Hebrew has recently risen as a top priority.  But with one stipulation: I don’t spend any money on the study of Hebrew, or any other studies for that matter.  Enough! I’ve already spent thousands of dollars between Hebrew, GRE’s, and GMAT’s, and I haven’t actually produced the tachlas (bottom line).  In fact, I am not even renewing my gym membership for a whopping 350 NIS ($110) per month because, tachlas,  I can run along our amazing Mediterranean.  And since I will always care more about my physique than Hebrew, if the gym goes, so do the expenses around my revived language ambitions.

This is precisely why I’ve adopted a new strategy called “Hebrew Dating.”  Here’s how it works: a guy strikes up a conversation (in Hebrew obviously) at the laundry mat, shuk, or most recently, the beach. I listen carefully to not miss the pick-up line, which will be my cue to giggle or something.  I respond in my best Hebrew, yet he somehow already knows I’m American.  He then thinks it’s appropriate to switch to English. Ha! Don’t think so buddy!!!! Continue in Hebrew, I say.  After an exchange of about 7-10 sentences, he’ll ask for my number.  I assess if he is generally decent and doesn’t have the  propensity to stalk.  If all seems good, I give him my number and schedule a time to meet within 48 hours.  This is Phase 1.

Phase 2: we meet a cafe close by to my house because I’m lazy, it’s hot, and I can’t be bothered to leave the center.
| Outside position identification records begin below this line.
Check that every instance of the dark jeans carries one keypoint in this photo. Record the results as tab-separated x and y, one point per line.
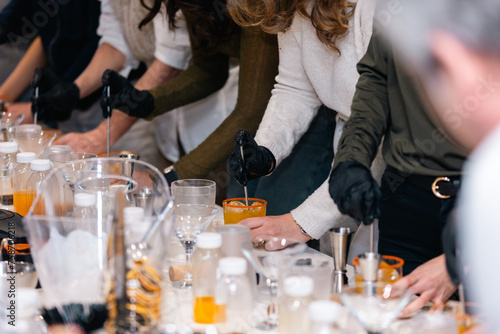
411	222
301	173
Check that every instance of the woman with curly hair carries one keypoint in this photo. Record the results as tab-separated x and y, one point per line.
215	41
320	43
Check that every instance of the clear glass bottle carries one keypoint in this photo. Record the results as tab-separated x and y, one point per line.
20	178
323	314
233	294
205	263
8	152
39	169
294	304
84	206
27	317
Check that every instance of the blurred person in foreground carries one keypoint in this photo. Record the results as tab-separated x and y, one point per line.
457	56
423	171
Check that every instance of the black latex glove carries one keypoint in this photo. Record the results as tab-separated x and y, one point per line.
259	161
124	97
56	98
355	192
451	251
3	34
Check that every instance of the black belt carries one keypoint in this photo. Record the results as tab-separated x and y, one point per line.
441	186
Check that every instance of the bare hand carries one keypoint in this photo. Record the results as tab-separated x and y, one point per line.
21	108
65	329
90	142
431	281
274	226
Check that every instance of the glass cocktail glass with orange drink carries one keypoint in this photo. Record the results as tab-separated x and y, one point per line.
390	269
235	209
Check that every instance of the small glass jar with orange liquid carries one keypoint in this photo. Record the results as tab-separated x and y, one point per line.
39	169
235	210
390	269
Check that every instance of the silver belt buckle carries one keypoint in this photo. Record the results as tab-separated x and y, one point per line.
435	187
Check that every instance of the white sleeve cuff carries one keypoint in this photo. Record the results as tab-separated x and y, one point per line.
318	213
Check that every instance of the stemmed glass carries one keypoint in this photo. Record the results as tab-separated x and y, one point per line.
375	304
268	256
189	221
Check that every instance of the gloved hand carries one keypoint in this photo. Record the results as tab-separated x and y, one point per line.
134	102
56	98
355	192
259	161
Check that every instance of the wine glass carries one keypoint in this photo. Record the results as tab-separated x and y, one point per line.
375	304
189	221
268	256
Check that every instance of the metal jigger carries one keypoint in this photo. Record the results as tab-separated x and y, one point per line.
341	240
369	263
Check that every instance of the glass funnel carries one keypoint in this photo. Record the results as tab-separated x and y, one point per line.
31	138
84	243
189	221
8	122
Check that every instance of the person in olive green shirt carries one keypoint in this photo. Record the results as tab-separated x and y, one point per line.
387	106
258	60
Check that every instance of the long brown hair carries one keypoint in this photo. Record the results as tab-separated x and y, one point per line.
209	22
330	18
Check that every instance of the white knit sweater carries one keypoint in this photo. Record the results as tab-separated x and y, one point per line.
311	74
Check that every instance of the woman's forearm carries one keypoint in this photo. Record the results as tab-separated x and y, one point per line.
157	74
21	77
106	57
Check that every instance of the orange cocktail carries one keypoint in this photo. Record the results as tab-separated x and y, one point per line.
22	201
235	209
389	271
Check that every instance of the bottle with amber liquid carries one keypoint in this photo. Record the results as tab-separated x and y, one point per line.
20	179
233	294
205	263
8	152
39	169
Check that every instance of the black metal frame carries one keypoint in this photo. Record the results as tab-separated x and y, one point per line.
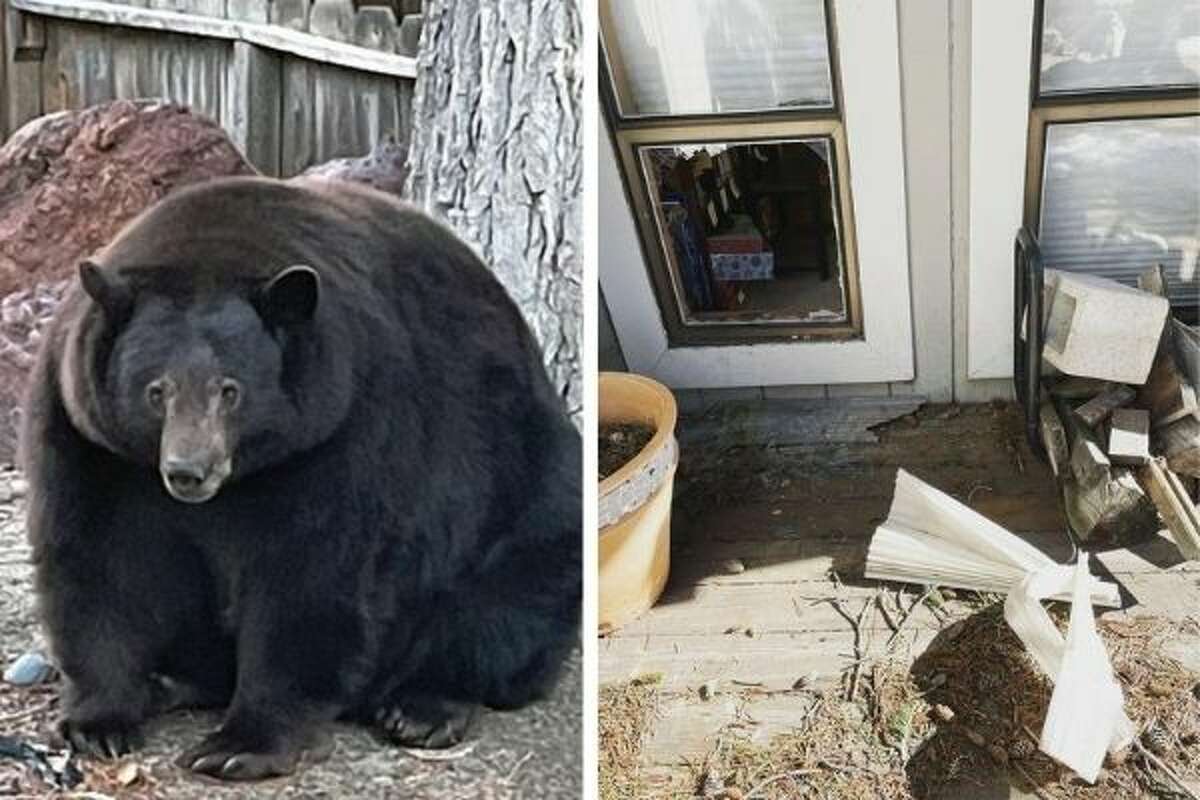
1029	282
The introductory stuff goes over smoothly because it’s been rehearsed countless times.  But then…soon enough I learn crazy words like “hardware engineer” and “platoon”!!!!! I typically understand 60% of what he’s saying, and he’ll NOT understand me by 70%. The “date” lasts for a little under two hours, which by then I’m exhausted and restless from speaking in a foreign language.  On the way back home, he’s counting his chances of scoring an American, and I’m counting the 130 sheks I’ve just saved on a private Hebrew lesson!

14 thoughts on “Hebrew Gold Digger

  1. This is a brilliant scheme! I may adopt this language gold digger plan to improve my Español while studying abroad in Madrid 😉

    • The if lesson is good and the guy is manageable, we’ll go for lesson #2, but THAT’S IT!!! Anything after lesson #2 indicates that I actually like the guy, and I drop the gold digging (for Hebrew, that is ;))

  2. הי,

    מסתבר שאתמול התפספס השיעור בעברית
    איך נתת לזה לקרות?

    איזה פוסט הצעת לי לקרוא אתמול?

    יש מצב להזמין אותך לכוס יין בטאפס בתחנה הישנה?
    אחרי הכל, זה אחד המקומות היחידים בעיר שאת עדיין לא מכירה…

    מבחינתי אני מתחייב על עברית,
    ואבא, אל תדאג, אני בחור הגון


    English translation of the above: Will you date with me?